BAGHDAD -- U.S.-led airstrikes targeting the Islamic State group in Iraq and Syria have likely killed at least 459 civilians over the past year, a report by an independent monitoring group said Monday.
The report by Airwars, a project aimed at tracking the international airstrikes targeting the extremists, said it believed 57 specific strikes killed civilians and caused 48 suspected "friendly fire" deaths. It said the strikes have killed more than 15,000 Islamic State militants.
While Airwars noted the difficulty of verifying information in territory held by the IS group, which has kidnapped and killed journalists and activists, other groups have reported similar casualties from the U.S.-led airstrikes.

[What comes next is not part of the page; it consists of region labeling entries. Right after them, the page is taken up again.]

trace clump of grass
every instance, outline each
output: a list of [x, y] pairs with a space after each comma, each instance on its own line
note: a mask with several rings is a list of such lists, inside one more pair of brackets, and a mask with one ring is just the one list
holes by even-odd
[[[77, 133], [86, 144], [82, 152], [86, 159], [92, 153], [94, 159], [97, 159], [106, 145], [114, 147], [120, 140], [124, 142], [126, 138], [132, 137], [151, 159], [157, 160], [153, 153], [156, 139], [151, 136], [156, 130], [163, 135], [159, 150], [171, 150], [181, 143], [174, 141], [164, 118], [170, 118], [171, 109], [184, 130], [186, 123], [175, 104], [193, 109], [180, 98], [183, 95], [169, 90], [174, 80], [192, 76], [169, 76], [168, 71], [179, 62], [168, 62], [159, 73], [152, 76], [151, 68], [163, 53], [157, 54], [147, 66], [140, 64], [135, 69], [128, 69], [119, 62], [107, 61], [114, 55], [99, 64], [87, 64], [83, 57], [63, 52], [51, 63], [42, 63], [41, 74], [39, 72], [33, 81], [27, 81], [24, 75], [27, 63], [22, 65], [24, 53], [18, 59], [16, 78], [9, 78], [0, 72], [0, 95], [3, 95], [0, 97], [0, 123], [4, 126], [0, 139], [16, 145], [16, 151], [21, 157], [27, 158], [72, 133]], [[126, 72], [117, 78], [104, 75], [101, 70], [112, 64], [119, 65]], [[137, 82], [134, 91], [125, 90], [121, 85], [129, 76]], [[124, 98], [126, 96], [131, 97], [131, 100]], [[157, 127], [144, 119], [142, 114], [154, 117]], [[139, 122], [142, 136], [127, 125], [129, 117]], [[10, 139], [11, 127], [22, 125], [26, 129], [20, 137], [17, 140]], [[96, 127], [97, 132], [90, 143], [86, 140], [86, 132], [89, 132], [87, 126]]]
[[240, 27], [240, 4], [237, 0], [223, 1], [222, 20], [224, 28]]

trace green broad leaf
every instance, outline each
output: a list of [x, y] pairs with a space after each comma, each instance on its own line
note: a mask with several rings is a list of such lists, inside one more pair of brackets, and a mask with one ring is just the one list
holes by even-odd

"Almost all claims of noncombatant deaths from alleged coalition strikes emerge within 24 hours -- with graphic images of reported victims often widely disseminated," the report said.

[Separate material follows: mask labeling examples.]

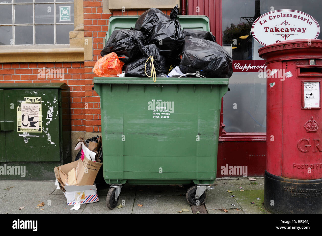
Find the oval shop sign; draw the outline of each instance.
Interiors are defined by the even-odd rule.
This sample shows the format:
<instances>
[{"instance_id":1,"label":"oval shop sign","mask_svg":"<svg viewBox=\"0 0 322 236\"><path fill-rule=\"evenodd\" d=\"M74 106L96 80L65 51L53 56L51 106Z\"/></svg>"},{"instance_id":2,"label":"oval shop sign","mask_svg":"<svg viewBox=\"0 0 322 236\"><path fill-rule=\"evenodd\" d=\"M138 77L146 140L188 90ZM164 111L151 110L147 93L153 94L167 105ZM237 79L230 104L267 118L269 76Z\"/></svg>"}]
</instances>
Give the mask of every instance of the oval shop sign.
<instances>
[{"instance_id":1,"label":"oval shop sign","mask_svg":"<svg viewBox=\"0 0 322 236\"><path fill-rule=\"evenodd\" d=\"M285 40L315 39L320 33L315 19L298 11L274 11L258 18L251 27L253 36L264 46Z\"/></svg>"}]
</instances>

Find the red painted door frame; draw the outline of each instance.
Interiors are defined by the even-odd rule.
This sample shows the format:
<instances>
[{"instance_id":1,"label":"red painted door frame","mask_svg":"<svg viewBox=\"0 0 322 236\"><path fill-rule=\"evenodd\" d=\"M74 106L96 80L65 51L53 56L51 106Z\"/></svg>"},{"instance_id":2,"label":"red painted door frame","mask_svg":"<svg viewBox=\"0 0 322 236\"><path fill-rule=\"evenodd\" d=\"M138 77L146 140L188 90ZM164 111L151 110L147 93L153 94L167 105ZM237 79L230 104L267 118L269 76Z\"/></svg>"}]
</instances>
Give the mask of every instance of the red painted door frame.
<instances>
[{"instance_id":1,"label":"red painted door frame","mask_svg":"<svg viewBox=\"0 0 322 236\"><path fill-rule=\"evenodd\" d=\"M188 0L188 14L206 15L210 31L223 45L222 0ZM223 166L247 166L248 176L264 176L266 165L266 133L226 133L224 129L223 101L220 117L217 177L241 176L223 173Z\"/></svg>"}]
</instances>

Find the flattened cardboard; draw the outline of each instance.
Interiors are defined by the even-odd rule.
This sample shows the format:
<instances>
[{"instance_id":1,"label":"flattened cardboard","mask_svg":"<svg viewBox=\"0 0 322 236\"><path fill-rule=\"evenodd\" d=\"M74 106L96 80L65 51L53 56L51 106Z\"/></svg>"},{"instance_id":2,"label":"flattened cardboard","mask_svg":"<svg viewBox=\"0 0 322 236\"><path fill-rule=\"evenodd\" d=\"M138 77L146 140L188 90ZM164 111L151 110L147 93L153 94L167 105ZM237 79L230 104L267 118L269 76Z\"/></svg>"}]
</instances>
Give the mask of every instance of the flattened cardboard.
<instances>
[{"instance_id":1,"label":"flattened cardboard","mask_svg":"<svg viewBox=\"0 0 322 236\"><path fill-rule=\"evenodd\" d=\"M63 191L68 185L68 173L73 168L77 173L77 185L92 185L102 163L92 161L87 157L55 167L55 175Z\"/></svg>"},{"instance_id":2,"label":"flattened cardboard","mask_svg":"<svg viewBox=\"0 0 322 236\"><path fill-rule=\"evenodd\" d=\"M76 145L76 146L74 148L75 150L78 150L80 148L81 148L82 155L81 156L80 159L83 159L83 156L84 156L89 159L92 161L95 161L95 157L97 154L97 152L91 151L87 146L82 141L79 141ZM83 156L83 153L84 155Z\"/></svg>"},{"instance_id":3,"label":"flattened cardboard","mask_svg":"<svg viewBox=\"0 0 322 236\"><path fill-rule=\"evenodd\" d=\"M76 181L77 177L75 167L73 167L71 171L68 172L67 175L68 176L68 185L77 185L77 183Z\"/></svg>"},{"instance_id":4,"label":"flattened cardboard","mask_svg":"<svg viewBox=\"0 0 322 236\"><path fill-rule=\"evenodd\" d=\"M95 181L95 179L102 163L94 162L84 158L82 161L78 160L77 167L78 175L77 176L78 185L91 185Z\"/></svg>"}]
</instances>

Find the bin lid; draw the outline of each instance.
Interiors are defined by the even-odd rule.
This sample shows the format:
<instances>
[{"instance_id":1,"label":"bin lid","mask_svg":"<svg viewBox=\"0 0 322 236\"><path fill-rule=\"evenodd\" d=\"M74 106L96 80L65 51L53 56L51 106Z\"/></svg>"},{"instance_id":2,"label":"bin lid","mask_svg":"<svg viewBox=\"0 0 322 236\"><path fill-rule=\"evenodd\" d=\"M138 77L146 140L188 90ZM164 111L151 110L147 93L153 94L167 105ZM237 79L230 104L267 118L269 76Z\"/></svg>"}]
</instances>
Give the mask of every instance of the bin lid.
<instances>
[{"instance_id":1,"label":"bin lid","mask_svg":"<svg viewBox=\"0 0 322 236\"><path fill-rule=\"evenodd\" d=\"M138 15L113 15L109 19L109 30L104 41L106 41L114 30L129 29L135 27ZM209 18L205 15L179 15L178 16L182 29L187 28L209 31Z\"/></svg>"},{"instance_id":2,"label":"bin lid","mask_svg":"<svg viewBox=\"0 0 322 236\"><path fill-rule=\"evenodd\" d=\"M157 78L153 82L151 78L132 77L94 77L94 84L167 84L228 85L228 78Z\"/></svg>"},{"instance_id":3,"label":"bin lid","mask_svg":"<svg viewBox=\"0 0 322 236\"><path fill-rule=\"evenodd\" d=\"M8 83L0 84L0 89L61 89L69 90L65 83Z\"/></svg>"}]
</instances>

"In this context, the present coalition policy of downplaying or denying all claims of noncombatant fatalities makes little sense, and risks handing (the) Islamic State (group) and other forces a powerful propaganda tool."
The U.S. launched airstrikes in Iraq on Aug. 8 and in Syria on Sept. 23 to target the Islamic State group. A coalition of countries later joined to help allied ground forces combat the extremists. To date, the coalition has launched more than 5,800 airstrikes in both countries.
The U.S. has only acknowledged killing two civilians in its strikes: two children who were likely slain during an American airstrike targeting al-Qaida-linked militants in Syria last year. That same strike also wounded two adults, according to an investigation released in May by the U.S. military.
That strike is the subject of one of at least four ongoing U.S. military investigations into allegations of civilian casualties resulting from the airstrikes. Another probe into an airstrike in Syria and two investigations into airstrikes in Iraq are still pending.
U.S. Army Col. Wayne Marotto, a spokesman for the coalition, did not address the report directly, but said "there is no other military in the world that works as hard as we do to be precise."
"When an allegation of civilian casualties caused by Coalition forces is determined to be credible, we investigate it fully and strive to learn from it so as to avoid recurrence," he said in a statement emailed to the Associated Press.
Navy Capt. Jeff Davis, a Pentagon spokesman, said the department has seen the press reports on the additional civilian casualties but said the Pentagon will have nothing to say until the reports are reviewed.
U.S. Central Command has finished four investigations into alleged civilian casualties, concluding that three were unfounded and that two innocent civilians were killed and two other people wounded in the fourth case.
There are six other investigations still ongoing.
Airwars said it identified the 57 strikes through reporting from "two or more generally credible sources, often with biographical, photographic or video evidence." The incidents also corresponded to confirmed coalition strikes conducted in the area at that time, it said.
The group is staffed by journalists and describes itself as a "collaborative, not-for-profit transparency project." It does not offer policy prescriptions.
"The coalition's war against ISIL has inevitably caused civilian casualties, certainly far more than the two deaths Centcom presently admits to," the group says on its website.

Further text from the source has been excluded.